Defunct motorsport venue in Kirkwood, New York

Five Mile Point Speedway was a quarter-mile semi-banked dirt oval raceway located in the Southern Tier Region of New York State.

==Overview==
In 1951, husband and wife Irving and Anna Heath built the Five Mile Point Speedway in Kirkwood, New York, just outside of Binghamton. Races were initially sanctioned by the Southern Tier Stock Car Club which also sanctioned the Shangri-La Speedway just 30 miles away.

Irving Heath died in 1965 and Anna remained the owner until selling the track to her grandson, "Heath" Andrew Harpell. In 2003 Harpell took control of the track, made several capital improvements to the facility, and kept the weekly modified programs rolling.

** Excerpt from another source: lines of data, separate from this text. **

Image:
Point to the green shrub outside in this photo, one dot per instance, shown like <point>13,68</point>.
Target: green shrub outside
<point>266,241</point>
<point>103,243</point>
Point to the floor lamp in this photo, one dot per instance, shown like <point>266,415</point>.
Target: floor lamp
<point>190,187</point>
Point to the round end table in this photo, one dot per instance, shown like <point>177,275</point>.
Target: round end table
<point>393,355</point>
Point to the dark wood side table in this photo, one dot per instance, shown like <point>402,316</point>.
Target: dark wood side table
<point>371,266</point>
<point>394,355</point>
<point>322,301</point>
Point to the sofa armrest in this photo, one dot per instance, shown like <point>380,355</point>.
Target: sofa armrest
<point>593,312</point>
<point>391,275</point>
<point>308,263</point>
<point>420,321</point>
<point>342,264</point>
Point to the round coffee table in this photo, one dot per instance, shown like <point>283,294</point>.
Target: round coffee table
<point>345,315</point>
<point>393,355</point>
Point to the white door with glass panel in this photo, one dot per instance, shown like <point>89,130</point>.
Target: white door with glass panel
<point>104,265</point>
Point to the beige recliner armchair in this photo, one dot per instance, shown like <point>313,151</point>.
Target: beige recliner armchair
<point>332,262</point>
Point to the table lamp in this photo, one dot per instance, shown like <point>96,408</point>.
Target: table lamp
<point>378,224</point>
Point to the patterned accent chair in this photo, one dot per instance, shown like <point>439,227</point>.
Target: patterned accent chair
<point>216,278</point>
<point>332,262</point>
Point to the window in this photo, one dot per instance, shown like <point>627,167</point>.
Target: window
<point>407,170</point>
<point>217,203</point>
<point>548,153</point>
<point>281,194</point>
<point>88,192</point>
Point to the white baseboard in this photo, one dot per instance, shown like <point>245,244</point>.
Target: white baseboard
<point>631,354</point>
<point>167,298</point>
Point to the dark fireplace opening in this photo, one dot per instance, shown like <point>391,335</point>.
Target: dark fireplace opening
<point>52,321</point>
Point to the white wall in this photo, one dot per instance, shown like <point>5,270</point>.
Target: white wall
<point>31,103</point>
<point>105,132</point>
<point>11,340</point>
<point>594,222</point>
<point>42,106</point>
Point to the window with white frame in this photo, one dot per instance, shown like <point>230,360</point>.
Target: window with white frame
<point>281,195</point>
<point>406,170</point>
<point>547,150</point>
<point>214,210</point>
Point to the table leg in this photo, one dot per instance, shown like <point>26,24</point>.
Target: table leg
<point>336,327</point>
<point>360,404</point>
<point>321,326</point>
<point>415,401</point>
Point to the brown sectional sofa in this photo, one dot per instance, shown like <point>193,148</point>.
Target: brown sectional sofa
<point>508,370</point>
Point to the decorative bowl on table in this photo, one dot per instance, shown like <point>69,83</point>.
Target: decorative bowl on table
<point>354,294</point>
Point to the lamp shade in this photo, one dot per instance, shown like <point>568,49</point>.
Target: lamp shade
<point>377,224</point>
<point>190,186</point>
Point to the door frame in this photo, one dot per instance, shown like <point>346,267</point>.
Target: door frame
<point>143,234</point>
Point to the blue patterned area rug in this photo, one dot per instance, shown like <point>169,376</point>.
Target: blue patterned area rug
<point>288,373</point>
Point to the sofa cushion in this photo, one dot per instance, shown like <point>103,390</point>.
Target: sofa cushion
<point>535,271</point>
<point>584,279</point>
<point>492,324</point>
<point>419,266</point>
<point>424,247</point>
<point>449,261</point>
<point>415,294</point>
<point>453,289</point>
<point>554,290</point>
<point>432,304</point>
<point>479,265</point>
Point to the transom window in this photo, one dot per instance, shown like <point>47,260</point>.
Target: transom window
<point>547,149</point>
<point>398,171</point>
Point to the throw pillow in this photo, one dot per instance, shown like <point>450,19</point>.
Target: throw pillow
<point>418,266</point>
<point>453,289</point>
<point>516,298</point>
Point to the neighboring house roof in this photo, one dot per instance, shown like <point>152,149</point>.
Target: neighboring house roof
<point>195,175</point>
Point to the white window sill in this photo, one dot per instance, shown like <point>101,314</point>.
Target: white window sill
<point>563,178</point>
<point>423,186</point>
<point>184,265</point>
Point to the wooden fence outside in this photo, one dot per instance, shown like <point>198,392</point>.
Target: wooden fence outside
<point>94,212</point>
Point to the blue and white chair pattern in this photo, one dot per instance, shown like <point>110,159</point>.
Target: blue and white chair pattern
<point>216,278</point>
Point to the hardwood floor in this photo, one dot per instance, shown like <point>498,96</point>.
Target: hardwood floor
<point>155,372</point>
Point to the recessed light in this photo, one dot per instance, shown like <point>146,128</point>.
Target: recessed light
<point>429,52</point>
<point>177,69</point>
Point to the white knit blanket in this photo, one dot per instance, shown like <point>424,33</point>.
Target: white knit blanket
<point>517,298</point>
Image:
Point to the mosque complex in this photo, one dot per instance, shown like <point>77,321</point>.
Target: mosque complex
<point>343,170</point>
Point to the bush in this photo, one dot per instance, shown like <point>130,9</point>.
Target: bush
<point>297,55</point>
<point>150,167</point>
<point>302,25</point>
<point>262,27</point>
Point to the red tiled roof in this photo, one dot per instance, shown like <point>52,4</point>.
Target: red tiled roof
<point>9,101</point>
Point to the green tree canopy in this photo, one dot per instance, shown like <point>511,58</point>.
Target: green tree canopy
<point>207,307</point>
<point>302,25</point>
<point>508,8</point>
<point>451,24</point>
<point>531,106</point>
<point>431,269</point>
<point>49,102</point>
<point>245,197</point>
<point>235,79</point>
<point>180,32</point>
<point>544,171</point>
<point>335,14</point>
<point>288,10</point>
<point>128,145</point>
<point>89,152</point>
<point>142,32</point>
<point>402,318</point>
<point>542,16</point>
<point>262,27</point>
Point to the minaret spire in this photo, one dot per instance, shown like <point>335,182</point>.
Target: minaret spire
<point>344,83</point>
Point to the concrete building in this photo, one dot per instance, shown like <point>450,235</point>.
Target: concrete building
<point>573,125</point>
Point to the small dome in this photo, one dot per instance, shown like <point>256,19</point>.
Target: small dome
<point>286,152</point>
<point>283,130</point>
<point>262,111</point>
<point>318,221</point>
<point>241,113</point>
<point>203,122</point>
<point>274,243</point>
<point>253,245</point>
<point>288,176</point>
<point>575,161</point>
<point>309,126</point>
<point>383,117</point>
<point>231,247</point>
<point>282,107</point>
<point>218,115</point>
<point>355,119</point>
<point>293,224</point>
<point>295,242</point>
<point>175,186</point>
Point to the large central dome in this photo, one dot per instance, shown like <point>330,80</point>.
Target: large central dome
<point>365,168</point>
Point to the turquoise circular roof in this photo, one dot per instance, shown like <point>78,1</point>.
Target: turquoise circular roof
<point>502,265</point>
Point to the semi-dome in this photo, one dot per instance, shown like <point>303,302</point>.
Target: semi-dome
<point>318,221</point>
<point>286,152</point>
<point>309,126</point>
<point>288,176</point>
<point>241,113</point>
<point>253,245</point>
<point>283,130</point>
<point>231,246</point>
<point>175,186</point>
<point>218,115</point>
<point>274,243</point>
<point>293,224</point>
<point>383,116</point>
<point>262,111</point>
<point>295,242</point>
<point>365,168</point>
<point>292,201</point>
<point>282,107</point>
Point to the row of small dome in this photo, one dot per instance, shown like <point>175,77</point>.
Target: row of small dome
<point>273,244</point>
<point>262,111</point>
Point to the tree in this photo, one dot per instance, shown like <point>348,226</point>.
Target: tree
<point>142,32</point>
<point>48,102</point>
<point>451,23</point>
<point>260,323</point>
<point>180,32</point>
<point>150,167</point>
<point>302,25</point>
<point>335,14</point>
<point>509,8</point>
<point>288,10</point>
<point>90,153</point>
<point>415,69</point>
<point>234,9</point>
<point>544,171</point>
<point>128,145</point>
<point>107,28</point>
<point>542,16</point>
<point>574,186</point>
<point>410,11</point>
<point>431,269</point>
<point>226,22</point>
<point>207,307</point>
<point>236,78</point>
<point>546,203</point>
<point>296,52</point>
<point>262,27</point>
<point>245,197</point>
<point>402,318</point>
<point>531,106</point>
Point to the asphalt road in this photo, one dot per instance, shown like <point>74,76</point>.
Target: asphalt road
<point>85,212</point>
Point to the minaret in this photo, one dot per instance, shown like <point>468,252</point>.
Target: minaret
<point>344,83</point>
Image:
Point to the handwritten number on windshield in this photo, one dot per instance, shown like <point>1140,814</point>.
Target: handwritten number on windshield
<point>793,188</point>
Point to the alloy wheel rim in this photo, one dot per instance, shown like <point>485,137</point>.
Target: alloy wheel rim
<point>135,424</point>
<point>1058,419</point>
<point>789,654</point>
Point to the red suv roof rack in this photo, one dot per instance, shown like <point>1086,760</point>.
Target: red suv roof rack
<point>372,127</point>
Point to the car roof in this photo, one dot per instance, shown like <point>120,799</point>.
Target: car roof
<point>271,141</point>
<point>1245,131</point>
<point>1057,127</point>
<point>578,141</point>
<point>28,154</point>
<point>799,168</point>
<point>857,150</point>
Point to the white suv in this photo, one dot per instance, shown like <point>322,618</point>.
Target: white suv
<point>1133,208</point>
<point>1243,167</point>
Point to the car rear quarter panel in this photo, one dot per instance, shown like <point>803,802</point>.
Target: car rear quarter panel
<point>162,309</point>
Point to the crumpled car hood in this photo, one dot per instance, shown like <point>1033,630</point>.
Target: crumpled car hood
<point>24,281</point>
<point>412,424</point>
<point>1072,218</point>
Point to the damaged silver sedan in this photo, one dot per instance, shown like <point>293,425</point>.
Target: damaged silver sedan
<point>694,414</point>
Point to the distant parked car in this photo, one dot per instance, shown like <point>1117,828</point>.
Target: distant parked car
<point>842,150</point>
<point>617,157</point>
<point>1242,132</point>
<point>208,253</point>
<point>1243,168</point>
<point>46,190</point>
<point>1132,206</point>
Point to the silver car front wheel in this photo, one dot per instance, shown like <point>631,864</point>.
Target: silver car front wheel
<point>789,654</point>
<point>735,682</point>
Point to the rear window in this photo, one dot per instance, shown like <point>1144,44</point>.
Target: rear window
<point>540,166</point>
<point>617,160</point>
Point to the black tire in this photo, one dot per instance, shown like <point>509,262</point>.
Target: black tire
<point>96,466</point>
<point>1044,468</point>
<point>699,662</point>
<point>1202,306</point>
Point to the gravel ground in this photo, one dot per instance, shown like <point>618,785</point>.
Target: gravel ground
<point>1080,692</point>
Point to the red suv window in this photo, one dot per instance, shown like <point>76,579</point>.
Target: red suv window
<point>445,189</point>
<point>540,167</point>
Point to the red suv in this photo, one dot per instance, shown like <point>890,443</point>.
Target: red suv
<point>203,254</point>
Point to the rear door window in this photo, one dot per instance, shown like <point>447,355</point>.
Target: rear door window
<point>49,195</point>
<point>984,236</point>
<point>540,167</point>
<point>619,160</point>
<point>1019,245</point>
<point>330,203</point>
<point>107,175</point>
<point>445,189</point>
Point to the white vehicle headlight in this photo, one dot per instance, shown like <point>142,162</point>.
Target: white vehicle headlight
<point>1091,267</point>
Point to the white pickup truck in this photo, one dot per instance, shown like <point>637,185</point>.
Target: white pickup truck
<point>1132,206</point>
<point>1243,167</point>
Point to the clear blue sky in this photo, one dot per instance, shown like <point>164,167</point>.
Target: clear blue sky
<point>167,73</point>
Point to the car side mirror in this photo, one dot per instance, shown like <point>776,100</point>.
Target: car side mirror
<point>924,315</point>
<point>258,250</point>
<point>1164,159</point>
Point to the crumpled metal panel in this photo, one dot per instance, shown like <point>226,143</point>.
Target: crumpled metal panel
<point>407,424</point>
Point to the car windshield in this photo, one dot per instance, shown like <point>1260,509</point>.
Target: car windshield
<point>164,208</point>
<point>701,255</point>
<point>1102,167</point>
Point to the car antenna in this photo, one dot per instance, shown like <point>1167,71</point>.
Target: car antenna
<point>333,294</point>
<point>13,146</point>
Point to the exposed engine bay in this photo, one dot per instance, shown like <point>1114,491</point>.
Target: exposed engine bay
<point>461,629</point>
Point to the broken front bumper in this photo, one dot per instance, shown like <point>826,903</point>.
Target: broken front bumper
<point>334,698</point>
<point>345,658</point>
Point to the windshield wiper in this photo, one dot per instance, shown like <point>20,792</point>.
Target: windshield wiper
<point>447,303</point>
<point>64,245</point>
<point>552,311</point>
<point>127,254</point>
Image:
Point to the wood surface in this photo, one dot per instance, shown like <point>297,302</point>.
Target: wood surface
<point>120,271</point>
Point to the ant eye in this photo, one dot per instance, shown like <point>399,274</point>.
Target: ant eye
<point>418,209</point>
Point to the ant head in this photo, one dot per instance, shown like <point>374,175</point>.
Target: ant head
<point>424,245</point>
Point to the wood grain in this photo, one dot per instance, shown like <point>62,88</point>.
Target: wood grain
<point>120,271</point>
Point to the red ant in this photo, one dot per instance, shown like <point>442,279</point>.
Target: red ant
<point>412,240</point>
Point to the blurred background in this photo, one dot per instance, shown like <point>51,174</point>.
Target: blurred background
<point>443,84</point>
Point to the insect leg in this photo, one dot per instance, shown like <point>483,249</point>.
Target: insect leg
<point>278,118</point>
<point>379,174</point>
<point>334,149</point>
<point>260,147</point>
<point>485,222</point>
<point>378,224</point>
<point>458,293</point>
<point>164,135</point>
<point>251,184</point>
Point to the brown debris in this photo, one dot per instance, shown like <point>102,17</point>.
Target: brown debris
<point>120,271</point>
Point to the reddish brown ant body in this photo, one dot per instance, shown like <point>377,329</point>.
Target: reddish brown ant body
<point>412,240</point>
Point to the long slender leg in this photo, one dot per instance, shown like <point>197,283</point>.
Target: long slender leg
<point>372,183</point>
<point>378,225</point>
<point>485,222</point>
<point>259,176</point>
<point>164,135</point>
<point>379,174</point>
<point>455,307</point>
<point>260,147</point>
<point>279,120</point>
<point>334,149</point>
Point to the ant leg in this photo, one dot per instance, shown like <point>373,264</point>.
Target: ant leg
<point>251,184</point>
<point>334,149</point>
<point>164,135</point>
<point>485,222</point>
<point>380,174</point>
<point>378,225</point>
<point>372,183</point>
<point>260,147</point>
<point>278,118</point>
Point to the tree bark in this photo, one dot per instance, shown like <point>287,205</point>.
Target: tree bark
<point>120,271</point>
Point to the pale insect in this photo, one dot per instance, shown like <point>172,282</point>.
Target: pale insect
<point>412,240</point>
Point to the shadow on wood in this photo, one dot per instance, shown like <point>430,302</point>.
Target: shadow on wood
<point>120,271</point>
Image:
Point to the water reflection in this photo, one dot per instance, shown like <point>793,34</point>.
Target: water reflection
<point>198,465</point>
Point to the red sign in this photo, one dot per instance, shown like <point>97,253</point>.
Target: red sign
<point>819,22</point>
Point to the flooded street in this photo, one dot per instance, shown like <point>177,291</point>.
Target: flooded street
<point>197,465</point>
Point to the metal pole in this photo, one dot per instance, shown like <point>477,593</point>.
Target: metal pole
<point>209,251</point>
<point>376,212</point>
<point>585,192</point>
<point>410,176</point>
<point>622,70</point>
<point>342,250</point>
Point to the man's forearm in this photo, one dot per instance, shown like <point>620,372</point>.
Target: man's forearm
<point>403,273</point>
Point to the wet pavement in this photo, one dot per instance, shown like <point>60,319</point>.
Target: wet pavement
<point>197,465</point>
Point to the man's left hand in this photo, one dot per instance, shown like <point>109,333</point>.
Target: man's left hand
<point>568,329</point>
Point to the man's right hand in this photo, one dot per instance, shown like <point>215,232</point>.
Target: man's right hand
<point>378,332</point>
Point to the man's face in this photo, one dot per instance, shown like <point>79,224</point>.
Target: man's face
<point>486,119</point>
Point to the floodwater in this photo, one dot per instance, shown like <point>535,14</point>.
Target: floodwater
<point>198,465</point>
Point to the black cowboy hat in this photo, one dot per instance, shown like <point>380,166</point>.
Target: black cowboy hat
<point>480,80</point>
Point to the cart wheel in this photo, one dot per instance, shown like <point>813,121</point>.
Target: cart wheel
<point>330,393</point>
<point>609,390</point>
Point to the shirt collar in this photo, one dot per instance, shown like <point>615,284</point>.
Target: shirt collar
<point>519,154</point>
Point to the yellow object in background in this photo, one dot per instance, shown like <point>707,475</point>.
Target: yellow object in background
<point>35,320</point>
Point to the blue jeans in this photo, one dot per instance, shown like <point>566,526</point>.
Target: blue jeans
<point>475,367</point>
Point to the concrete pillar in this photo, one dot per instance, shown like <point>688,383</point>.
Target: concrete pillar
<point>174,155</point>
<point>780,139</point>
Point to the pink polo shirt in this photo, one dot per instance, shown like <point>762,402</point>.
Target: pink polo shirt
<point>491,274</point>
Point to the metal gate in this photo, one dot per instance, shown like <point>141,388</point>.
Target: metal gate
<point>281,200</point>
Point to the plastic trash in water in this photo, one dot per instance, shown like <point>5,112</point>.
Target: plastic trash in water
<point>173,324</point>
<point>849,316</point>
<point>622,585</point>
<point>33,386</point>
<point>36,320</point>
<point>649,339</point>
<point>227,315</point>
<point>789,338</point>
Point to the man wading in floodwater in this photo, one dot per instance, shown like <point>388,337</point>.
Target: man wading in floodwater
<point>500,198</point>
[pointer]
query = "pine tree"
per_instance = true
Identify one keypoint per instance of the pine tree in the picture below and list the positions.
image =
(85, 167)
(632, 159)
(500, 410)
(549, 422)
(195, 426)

Harpell, who also operated the modified Race of Champions series from 1996 to 2016, was named by Racing Promotion Monthly as regional promoter of the year in 2012.

The track was originally slated to close after the 2022 racing season, but racing was extended a year due to delays in the sale. Five Mile Point Warehouse Investors, an affiliate of Equilibrium Equities, proposed erecting two new warehouse buildings on the 41 acres.

==Events==
For 72 years the speedway featured modified cars as its headliner with several notable drivers claiming multiple wins, including the "Pink Panther" Chuck Akulis (107), Mike Colsten (62), Dave Kneisel (54), Doug Worthing (46), Carl Nagel (37), Stewart Friesen (36), and Brian Weaver (29).

Harpell's Race of Champions dirt touring series appeared at the venue, and for many years the track also hosted its Southern Tier Open. In 1965, Five Mile Point began honoring the Heaths with the annual Heath Memorial Race.